Hearing and seeing JGrrey perform today, you’ll notice her confident attitude and tantalising aura she exudes alongside her equally inspiring lyrics, however, the performer wasn’t always her biggest believer. In fact, she admits: “Being someone that wasn’t outwardly confident in singing and wasn’t outwardly believing in myself – I’ve always known I could sing and I always knew it’d be great to sing, but I didn’t square around the place like ‘I’m going to be a singer’”. Despite keeping her love for music inherent the person who recognised and always believed in her talent is her mother Sandra. “She would say things to me like ‘I’m going to hear you on the radio one day’, and I’d always think to myself ‘where have you got this idea from?’”, she remembers.
While the songwriter has always been beautifully candid and emotional in her lyrics in songs such as ‘Ready 2 Die’ and ‘Happiness Seems a Hell of a Guy’, she struggled to believe that anyone else could resonate with her words because of their personal and cryptic nature.
When in fact, that’s what makes her music so real and genuine – the painful relatability of being young, in love, getting to know yourself and finding your path. The feeling of togetherness is what JGrrey wants to convey with her music. “If you’re understanding what I’m writing about, you can’t be alone in your situation, possibly, could you? Because we’ve never met and I’ve addressed an emotion you’re feeling,” she says.
Reflecting on her past musical endeavours, the singer sees her upcoming work as an accumulation of everything she’s ever made. And truly, you can’t classify JGrrey as one genre as her sound is multi-faceted and touches on Neo-Soul, Rock and Contemporary RnB. “I think that’s just because I’m a fan of music. I will listen to a new artist and be like ‘how the fuck did they do that? Let’s see if I can do that’ and if I can then shit, that’s a good day,” she laughs. While always being inspired by her musical heroes such as Erykah Badu, Lauryn Hill and Sade, “there’s a lot of new artists that are definitely in their bag with nostalgia” such as her current obsessions with soul singer Veda Black and Korean indie-rock band HYUKOH.
I think this whole music thing for me personally, is a journey and I’d like to solidify who the fuck JGrrey is in music and be respected in music.
Throughout her fresh but thriving career, JGrrey has proven that she’s not just a talented singer and songwriter but a capable and resilient artist with a clear message about believing in yourself and your dreams. It’s apparent that 2021 will see her prosper even more. “I think this whole music thing for me personally, is a journey and I’d like to solidify who the fuck JGrrey is in music and be respected in music”, she says.
It takes no effort to see that JGrrey is an artist with ambition and a clear vision of what she wants her branding, visuals and aesthetic to look and feel like in the future.

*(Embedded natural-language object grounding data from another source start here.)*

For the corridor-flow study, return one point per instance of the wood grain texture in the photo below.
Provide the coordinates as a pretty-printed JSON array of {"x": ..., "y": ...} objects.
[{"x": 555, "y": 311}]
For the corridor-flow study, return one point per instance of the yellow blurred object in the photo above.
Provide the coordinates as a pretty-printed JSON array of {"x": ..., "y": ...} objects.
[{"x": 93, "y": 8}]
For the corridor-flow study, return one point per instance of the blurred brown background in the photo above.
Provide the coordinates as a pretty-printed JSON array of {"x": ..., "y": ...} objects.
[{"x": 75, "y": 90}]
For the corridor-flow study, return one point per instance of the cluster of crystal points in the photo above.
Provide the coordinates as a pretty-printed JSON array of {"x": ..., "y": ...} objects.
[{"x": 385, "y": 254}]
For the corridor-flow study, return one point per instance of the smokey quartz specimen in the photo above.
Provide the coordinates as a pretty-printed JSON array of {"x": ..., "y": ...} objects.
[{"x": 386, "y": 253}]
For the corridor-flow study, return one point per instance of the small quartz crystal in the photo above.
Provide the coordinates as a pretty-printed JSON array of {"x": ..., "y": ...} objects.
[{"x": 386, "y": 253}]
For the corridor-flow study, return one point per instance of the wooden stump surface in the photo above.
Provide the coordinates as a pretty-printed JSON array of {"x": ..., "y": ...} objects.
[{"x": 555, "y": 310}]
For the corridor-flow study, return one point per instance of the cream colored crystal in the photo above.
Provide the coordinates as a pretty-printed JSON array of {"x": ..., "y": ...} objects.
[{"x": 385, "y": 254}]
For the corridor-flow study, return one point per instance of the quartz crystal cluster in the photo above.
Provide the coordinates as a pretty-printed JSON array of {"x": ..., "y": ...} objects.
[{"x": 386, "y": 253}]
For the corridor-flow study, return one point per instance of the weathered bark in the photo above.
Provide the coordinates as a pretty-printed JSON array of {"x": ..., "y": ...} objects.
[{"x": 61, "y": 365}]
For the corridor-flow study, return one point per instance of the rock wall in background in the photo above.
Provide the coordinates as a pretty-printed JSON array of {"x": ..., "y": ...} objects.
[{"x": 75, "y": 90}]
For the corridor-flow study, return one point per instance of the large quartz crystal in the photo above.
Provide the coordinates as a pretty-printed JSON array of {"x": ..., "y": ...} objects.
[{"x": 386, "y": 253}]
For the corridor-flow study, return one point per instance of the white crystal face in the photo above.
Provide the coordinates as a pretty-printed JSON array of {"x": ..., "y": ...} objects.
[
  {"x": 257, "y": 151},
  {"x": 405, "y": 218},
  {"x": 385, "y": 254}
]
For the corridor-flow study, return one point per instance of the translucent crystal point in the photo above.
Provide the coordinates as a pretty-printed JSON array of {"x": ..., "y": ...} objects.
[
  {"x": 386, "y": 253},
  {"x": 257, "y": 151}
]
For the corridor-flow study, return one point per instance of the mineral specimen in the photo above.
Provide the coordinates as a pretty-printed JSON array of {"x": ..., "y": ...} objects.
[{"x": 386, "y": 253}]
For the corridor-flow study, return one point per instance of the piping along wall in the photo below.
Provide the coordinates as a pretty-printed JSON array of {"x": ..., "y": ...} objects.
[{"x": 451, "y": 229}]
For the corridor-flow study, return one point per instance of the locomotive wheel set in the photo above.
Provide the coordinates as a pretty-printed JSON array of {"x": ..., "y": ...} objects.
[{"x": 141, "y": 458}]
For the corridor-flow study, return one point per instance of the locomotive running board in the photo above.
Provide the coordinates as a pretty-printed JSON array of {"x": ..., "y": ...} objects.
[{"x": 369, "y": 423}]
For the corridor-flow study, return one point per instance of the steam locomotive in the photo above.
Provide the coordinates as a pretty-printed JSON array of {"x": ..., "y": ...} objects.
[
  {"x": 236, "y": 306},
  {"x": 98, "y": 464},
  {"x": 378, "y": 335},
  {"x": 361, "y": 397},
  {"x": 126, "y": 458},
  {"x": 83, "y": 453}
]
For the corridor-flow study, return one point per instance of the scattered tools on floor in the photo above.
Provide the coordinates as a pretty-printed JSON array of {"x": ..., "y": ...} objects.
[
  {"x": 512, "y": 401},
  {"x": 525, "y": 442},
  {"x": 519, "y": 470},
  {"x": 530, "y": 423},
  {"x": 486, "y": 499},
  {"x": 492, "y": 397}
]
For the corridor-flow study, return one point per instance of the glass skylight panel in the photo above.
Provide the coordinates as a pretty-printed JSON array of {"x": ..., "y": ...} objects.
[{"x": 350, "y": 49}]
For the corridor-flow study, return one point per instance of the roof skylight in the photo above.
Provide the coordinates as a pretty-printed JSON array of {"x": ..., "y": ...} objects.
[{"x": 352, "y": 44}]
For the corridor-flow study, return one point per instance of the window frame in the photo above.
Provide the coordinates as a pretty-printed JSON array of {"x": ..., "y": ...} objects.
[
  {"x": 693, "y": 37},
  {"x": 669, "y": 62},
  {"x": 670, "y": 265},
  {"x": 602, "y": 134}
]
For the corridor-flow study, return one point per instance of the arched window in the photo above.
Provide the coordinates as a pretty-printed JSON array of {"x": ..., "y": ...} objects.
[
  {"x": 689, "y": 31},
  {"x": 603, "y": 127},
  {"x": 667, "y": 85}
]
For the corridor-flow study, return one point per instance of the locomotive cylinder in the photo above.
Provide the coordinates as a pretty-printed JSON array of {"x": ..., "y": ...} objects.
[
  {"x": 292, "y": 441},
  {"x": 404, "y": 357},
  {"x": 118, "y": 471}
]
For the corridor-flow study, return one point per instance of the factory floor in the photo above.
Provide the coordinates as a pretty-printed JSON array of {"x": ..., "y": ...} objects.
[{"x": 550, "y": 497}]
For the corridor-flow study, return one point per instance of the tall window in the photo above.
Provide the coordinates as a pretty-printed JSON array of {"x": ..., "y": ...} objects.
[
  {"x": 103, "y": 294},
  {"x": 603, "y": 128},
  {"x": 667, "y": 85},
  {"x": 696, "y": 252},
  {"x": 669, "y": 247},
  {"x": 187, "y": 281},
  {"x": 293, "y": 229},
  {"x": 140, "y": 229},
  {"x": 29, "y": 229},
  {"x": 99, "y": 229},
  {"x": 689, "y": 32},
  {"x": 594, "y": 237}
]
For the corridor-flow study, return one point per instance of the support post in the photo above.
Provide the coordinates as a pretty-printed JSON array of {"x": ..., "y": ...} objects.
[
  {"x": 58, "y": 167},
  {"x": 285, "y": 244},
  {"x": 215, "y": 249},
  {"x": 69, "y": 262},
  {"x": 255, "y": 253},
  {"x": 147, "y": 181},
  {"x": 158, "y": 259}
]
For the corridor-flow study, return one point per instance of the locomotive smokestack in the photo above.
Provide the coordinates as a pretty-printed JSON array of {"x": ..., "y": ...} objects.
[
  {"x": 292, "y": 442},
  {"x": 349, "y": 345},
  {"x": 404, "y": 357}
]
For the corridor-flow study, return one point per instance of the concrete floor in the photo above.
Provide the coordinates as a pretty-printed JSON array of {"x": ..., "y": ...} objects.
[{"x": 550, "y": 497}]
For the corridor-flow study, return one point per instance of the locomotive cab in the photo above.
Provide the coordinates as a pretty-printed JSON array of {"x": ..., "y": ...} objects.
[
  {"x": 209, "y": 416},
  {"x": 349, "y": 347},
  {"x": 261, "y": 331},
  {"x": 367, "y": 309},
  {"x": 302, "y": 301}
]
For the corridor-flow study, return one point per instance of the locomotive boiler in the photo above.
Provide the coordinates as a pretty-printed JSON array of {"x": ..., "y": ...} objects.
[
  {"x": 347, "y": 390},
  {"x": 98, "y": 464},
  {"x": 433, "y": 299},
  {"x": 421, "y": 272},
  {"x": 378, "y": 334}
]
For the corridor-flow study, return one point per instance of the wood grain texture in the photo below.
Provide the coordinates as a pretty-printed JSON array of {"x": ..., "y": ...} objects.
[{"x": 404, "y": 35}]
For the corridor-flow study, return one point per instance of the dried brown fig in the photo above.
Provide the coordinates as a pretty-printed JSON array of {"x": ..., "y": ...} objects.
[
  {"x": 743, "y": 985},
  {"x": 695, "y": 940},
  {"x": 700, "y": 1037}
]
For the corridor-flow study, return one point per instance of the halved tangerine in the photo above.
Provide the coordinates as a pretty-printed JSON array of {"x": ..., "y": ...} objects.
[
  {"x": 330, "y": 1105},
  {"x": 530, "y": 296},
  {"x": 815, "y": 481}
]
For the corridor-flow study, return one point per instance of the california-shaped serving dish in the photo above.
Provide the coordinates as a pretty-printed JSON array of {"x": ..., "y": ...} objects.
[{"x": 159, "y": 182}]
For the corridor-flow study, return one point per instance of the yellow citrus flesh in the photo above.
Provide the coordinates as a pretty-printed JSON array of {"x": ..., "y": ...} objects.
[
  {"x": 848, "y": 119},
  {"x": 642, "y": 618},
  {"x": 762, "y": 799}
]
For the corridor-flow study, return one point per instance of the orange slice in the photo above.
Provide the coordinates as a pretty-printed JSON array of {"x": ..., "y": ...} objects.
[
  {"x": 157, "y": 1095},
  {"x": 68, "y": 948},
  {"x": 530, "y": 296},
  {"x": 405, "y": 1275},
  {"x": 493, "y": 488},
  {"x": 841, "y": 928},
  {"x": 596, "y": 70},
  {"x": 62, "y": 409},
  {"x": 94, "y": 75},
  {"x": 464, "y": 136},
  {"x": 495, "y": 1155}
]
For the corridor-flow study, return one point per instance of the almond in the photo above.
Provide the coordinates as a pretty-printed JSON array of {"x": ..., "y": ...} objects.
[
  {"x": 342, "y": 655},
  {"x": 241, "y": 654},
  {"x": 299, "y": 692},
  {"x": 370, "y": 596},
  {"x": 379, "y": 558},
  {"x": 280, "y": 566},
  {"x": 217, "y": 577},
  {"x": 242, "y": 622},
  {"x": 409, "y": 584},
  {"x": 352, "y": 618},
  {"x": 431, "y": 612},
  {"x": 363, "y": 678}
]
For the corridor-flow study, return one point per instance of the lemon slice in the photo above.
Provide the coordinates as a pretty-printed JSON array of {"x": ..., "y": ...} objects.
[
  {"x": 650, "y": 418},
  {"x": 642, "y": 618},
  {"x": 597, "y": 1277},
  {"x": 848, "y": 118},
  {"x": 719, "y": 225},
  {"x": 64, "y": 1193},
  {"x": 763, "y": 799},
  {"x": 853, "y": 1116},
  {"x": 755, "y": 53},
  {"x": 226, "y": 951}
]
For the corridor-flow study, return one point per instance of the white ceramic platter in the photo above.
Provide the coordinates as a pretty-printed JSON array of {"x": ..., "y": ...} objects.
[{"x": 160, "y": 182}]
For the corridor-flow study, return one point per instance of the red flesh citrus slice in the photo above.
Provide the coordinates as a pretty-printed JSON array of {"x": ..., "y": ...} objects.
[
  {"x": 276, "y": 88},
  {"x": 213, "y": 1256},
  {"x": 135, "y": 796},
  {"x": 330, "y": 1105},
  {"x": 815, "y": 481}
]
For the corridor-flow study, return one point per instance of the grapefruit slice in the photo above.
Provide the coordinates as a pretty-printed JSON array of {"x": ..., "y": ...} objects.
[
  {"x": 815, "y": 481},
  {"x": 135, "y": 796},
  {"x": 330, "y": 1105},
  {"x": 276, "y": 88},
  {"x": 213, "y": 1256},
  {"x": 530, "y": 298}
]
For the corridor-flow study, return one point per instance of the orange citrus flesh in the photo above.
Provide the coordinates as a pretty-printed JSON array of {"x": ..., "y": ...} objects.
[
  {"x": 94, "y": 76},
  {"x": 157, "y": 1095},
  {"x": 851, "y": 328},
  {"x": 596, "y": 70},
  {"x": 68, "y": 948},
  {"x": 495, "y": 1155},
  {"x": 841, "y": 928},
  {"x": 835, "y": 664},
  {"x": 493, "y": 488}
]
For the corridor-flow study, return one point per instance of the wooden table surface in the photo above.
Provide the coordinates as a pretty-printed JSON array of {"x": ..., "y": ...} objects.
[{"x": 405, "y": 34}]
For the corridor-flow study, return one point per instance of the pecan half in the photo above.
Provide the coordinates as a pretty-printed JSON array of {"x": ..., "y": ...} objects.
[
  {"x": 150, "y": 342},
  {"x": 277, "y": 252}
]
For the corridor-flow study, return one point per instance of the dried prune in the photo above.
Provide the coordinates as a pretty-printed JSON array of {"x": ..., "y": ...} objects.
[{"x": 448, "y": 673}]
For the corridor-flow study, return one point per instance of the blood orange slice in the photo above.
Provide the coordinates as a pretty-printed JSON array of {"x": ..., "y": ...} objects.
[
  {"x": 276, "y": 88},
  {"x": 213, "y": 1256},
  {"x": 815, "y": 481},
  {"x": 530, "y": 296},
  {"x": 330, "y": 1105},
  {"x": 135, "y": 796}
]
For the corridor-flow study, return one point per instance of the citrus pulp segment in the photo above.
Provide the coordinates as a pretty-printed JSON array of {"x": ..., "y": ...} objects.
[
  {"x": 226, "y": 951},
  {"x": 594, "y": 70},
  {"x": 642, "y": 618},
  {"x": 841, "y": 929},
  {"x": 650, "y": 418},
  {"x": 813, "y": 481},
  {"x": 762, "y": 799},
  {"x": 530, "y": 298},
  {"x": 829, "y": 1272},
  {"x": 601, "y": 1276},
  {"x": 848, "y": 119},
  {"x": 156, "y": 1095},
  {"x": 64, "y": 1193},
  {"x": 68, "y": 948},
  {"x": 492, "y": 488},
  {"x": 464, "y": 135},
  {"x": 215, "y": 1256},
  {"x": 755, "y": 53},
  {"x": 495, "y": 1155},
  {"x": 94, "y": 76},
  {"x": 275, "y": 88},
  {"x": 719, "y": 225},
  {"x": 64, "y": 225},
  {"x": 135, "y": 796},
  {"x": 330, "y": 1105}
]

Even still, the singer is aware of how her experience doesn’t have to be perfect or pertaining to anyone else’s ideals and realises how “life is one big journey, so for me to put that much pressure on myself to be like ‘by the end of the year Jen, you’re going to have your shit together’, like, no, every day is a journey even when you have your shit together you’re looking for more potential shit to get together.”